Ordination Charge

for Revd Ken Williams

delivered by Revd Professor Bill Loader at the Worship Centre, Murdoch University, 13 July, 2001

 

Ken

We are ordaining you to the Ministry of the Word.

You are joining a long tradition of ministry reaching back to the earliest days of the church and to Christ himself. Your ministry belongs to the wider ministry which all Christians share, but has a particular focus and task. That task is to offer leadership to enable all people to fulfil their ministries and to do so by helping people engage with the rich Christian heritage in ways that will bring them life and bring life to others.

The track is well worn and for some the road is to be negotiated as it always has been. In the contemporary landscapes of human life we can never know where that road will lead nor decide in advance how it should be driven. Your task, beside engaging the tradition, is to engage current issues being faced in the community and the church. Theology and practice is best worked out at the crossroads where Christian tradition, contemporary critical thought and human need meet.

You will have your logbook, your detailed maps, your careful planning, your controls. But trees will jump out at you on the road. Grass and gravel will make unexpected intrusions. Kangaroos and emus will appear at unexpected moments. Blinding light will flash onto your windscreen and for a moment you will have no idea where you are going. Let the wheel run and turn it to the flow; otherwise you will find yourself in the ditch or down the bank.

There will be times when it is right to lift the controls, to leave the vehicle, to roll down the bank yourself, to cast yourself freely into the surf, to engage in deliberate abandonment of knowing and planning and steering. Provided you are not trying to make bread from stones or perform outrageous stunts, the angels will bear you up in those creative moments of falling and failing. Make room for madness – for your sanity and always in love for others, for yourself, and for God.

You will take others on the journey with you. For some it will be their first time. That, too, belongs to your task. For others you will lead them to explore unknown routes which bring splendid views or expose scars on the landscape and on lives. Drive slowly with the anxious, but remember this is not tourism. The journey to the source has many sidetracks, but one highway which is as broad as it is sometimes steep and narrow.

Sometimes it will be as though you are on a track totally alone and where to stop would be to risk being bogged or where to enjoy the view could send you to the gully. Someone has been there before you. There is an end. Sometimes you will sport with a convoy of fellow travellers grided in community.
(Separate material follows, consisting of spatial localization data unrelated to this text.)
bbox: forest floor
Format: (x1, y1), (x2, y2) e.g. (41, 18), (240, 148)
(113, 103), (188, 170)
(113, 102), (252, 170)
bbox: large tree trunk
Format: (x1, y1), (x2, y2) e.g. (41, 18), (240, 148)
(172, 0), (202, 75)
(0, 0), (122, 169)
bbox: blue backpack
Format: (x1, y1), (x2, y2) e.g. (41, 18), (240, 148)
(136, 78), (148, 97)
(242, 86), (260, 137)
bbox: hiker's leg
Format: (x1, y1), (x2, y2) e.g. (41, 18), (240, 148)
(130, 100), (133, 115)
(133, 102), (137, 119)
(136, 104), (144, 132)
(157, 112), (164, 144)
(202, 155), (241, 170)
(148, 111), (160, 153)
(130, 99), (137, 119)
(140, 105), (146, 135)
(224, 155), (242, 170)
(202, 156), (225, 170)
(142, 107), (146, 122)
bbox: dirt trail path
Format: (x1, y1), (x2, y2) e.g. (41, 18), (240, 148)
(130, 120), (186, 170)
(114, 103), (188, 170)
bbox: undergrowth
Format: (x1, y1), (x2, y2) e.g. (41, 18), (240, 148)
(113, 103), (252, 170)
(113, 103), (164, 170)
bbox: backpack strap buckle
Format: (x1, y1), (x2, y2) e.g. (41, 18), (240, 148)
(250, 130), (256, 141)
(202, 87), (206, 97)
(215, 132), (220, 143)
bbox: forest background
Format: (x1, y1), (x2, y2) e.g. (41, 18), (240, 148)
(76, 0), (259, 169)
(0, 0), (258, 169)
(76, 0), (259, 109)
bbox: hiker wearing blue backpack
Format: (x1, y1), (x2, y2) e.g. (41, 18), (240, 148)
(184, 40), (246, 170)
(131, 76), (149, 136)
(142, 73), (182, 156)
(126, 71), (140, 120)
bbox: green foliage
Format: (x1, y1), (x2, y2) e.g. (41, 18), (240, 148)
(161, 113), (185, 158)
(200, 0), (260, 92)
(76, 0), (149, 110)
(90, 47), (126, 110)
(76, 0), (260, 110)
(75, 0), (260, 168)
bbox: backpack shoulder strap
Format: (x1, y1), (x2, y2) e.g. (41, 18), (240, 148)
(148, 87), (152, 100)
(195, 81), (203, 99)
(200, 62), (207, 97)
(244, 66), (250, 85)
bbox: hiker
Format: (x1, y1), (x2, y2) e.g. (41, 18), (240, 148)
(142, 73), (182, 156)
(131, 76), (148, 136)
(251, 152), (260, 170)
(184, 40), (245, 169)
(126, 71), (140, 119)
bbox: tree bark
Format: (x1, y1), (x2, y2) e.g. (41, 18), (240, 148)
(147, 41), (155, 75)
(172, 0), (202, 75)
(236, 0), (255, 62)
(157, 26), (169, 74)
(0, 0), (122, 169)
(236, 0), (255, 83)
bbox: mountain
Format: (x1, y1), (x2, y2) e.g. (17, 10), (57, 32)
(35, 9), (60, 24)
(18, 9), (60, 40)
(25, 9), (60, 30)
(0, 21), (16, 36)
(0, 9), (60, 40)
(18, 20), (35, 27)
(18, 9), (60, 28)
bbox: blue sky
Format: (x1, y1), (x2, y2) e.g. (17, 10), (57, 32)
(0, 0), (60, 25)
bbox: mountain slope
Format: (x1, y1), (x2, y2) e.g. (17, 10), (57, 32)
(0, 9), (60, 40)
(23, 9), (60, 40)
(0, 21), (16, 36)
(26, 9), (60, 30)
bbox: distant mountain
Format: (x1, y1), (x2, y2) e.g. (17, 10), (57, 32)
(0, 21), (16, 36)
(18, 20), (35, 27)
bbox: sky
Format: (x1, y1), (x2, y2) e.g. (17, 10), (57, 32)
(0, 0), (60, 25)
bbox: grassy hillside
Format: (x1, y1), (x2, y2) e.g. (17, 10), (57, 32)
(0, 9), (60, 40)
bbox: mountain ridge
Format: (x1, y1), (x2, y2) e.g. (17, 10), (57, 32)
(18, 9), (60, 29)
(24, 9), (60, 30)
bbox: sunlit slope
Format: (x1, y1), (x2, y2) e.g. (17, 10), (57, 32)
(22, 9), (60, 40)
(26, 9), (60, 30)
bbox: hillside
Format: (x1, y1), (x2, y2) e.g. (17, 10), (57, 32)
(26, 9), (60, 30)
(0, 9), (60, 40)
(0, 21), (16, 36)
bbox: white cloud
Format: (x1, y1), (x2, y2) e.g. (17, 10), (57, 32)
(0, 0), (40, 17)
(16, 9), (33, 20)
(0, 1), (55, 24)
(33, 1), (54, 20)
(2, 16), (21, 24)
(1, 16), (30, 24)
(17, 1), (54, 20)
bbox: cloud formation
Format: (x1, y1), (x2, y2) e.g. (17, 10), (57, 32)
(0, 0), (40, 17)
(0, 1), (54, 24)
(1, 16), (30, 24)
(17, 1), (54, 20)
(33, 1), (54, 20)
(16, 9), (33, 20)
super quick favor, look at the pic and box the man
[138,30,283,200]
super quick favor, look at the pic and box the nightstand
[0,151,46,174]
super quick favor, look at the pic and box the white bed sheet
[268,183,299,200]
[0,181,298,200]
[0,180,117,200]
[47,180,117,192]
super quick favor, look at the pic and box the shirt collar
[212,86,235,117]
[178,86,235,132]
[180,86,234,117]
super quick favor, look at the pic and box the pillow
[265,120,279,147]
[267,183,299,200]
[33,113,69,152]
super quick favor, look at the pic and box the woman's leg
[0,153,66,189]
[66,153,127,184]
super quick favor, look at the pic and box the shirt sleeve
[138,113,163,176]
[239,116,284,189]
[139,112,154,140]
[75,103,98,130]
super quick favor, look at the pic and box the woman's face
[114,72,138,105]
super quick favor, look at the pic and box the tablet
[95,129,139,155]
You will need to stop. You will need to return regularly to those resources in scripture and tradition which make it all possible. Never go on too long or race on bald tyres. You are not called to win. You are not called to be clean and polished. The best parts will sometimes be when you are caked with red dust and unrecognisably muddied and just able to make your way. You are called to the journey of compassion and caring and to make that journey possible for others.

Ken

We are not ordaining you to be a caring person; you are already called to that;

We are not ordaining you to serve the Church in committees, planning activities, and organisation; that is already implied in your membership;

We are not ordaining you to become involved in issues of justice and peace, in the struggle, personal, social, political, against all forms of oppression and idolatry; for that is laid upon every Christian.

We are ordaining you to something smaller and less spectacular:

to read and interpret those sacred stories of our community so that they speak the Word to people today;

to remember and practice those rituals and rites of meaning which in their poetry address people at the level where change operates;

to foster in community through Word and Sacrament and pastoral care that encounter with truth which will set people free to minister as the body of Christ.

We are ordaining you to the Ministry of the Word. Amen.